I took a slow breath and folded the letter carefully. Pressing down on the fold with my thumbnail, I creased the paper with a fair bit of vigor. “Sorry. I just … Okay. The primary reason to do the translunar orbit first is so that if we’re wrong about fuel consumption for the transit, it gives the crew a larger margin of error for getting home. And they only get one shot.”

“But the math—”

“Sweetie … I’m a physicist, but I’m also a pilot. If you’re asking me to tell you that skipping steps is okay, I’m not going to do it.

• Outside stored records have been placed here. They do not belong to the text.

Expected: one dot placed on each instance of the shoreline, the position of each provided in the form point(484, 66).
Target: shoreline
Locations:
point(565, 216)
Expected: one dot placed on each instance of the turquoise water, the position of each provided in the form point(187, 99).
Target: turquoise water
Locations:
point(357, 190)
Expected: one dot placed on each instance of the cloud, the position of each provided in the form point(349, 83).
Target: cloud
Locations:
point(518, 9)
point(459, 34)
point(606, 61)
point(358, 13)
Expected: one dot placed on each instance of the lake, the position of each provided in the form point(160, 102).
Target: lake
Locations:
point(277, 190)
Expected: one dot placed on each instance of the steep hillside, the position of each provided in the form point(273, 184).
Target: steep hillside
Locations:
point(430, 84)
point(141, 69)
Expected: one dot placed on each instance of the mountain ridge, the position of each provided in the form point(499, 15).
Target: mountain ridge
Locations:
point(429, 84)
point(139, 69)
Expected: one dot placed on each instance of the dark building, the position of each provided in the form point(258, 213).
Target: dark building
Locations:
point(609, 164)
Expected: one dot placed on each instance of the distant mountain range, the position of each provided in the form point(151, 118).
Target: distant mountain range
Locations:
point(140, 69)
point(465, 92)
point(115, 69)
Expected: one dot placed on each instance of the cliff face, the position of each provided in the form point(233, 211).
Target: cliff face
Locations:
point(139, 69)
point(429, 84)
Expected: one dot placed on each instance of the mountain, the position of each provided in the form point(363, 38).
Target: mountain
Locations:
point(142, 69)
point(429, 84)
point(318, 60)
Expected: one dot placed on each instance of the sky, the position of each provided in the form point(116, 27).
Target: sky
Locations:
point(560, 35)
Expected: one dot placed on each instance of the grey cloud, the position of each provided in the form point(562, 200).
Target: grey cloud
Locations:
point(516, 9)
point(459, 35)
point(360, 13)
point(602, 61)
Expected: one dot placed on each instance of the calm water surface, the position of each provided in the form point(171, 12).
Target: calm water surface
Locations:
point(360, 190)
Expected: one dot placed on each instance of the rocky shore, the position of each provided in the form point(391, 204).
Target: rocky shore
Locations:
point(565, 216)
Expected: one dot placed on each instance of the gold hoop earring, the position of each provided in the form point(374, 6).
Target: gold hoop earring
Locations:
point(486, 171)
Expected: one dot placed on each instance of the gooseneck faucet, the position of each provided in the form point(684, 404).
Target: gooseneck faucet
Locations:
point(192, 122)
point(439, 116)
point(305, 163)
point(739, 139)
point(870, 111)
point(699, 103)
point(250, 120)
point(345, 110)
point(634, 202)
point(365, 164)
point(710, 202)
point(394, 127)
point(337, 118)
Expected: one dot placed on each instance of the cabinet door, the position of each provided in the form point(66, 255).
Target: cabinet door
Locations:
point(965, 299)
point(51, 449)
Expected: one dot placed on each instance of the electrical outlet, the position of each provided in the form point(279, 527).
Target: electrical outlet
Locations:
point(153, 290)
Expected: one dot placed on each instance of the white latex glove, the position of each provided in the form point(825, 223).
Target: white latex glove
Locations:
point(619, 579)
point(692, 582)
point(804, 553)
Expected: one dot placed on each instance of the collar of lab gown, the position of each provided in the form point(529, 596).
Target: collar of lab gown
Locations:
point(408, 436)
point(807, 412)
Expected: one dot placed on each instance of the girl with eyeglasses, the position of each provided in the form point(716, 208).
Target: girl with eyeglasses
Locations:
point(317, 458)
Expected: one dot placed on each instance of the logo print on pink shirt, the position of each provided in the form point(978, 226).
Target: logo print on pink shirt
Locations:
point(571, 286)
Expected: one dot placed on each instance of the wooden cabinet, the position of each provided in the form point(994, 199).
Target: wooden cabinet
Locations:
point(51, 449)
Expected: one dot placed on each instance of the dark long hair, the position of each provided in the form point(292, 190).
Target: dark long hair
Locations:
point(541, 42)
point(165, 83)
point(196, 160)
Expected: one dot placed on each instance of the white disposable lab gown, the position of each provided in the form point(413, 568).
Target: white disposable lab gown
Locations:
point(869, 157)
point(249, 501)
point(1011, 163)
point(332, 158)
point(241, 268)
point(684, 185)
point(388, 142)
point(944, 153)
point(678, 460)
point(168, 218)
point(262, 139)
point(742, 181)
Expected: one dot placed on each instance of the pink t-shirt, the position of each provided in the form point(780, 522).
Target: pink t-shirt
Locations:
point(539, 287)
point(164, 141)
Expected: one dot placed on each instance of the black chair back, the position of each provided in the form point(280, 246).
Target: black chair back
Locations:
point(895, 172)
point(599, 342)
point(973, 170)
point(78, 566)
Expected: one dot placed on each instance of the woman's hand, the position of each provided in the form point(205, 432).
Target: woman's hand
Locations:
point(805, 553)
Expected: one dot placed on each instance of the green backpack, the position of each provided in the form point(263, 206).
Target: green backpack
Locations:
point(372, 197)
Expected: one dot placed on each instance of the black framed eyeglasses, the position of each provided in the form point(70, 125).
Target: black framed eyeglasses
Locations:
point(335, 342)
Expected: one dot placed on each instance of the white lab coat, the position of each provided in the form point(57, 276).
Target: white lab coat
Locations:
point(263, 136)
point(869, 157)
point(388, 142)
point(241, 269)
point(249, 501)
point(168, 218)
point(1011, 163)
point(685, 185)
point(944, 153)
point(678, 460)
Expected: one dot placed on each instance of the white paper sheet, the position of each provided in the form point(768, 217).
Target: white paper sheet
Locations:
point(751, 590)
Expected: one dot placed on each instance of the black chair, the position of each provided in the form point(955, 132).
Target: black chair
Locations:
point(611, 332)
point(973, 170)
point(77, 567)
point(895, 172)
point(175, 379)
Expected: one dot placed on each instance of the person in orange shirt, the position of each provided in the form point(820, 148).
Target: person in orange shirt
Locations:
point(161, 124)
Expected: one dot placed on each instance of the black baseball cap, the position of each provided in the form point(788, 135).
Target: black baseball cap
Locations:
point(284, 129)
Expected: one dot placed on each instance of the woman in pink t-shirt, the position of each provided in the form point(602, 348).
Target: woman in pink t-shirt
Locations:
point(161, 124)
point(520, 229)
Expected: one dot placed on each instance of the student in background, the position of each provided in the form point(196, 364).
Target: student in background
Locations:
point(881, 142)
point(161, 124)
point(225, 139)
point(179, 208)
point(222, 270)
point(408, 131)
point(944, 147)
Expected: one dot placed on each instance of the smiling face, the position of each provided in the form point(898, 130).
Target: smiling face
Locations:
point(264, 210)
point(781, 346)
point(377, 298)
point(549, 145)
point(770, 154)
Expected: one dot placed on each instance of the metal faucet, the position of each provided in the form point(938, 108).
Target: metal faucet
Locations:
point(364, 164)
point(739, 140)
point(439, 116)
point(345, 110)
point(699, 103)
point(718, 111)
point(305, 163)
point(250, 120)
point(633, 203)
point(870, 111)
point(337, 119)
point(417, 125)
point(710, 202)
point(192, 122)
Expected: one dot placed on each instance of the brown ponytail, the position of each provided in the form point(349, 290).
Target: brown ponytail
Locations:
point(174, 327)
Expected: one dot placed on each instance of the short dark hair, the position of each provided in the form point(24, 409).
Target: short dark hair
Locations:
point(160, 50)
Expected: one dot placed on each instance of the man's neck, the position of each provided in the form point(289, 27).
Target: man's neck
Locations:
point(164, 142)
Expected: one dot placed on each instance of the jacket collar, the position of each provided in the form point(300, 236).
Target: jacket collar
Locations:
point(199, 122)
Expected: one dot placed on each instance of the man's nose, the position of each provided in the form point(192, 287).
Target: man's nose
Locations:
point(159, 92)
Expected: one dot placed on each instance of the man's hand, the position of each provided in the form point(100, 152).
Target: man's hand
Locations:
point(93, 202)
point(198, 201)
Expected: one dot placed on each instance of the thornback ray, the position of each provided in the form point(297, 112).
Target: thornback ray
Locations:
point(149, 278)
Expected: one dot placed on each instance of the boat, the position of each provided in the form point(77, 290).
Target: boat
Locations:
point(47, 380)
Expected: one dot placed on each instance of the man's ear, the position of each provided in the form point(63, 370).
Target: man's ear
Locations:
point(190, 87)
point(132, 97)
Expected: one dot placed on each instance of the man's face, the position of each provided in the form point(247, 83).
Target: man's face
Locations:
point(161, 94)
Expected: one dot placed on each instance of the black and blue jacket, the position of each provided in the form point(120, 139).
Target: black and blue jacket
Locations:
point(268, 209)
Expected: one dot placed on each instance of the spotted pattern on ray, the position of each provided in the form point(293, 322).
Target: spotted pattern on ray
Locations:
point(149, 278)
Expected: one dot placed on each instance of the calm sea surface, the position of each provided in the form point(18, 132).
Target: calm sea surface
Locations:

They get one shot at getting home. If the math is off, even a little, and they don’t have the fuel to correct, then they go shooting past the Earth, or burn up on reentry.” I shoved the letter into the envelope. “And I also don’t want to work on Shabbat.”

“You’re answering fan mail. Doesn’t that involve writ ing?” His voice was consciously lighthearted, and I loved him for making the effort.

“I’m reading, not writing.”

He set a sandwich next to me, the bread sliced in a diagonal. Leaning down, he kissed the top of my head. “You’re right. And I’m sorry.”

“I shouldn’t have gotten cranky.”

“Well, let’s eat lunch, and then…” He walked to the shelf and pulled down a book. “And then, I’ll read.”

Narrowing my eyes, I stacked the letters on the side of the table until after lunch. “I see the word Mars on that.”

He laughed and showed me the cover. “It’s a novel. Clemmons lent it to me. Says it’s a comedy, at least in terms of spaceflight. Does that count as taking the day off?”

“Yes.” I beamed up at him. “Yes. And thank you.”

*

We had been sitting in the “dark room” with nothing to do for the last two hours and twenty-three minutes—and yes, we were all counting—as we waited for them to resolve an “issue” so the countdown clock could continue. It wasn’t even anything wrong with the rocket itself, just an automatic cutoff that tripped when it shouldn’t have at T-minus thirty seconds and holding. It had to be worse for the three men strapped into the giant Jupiter V rocket outside.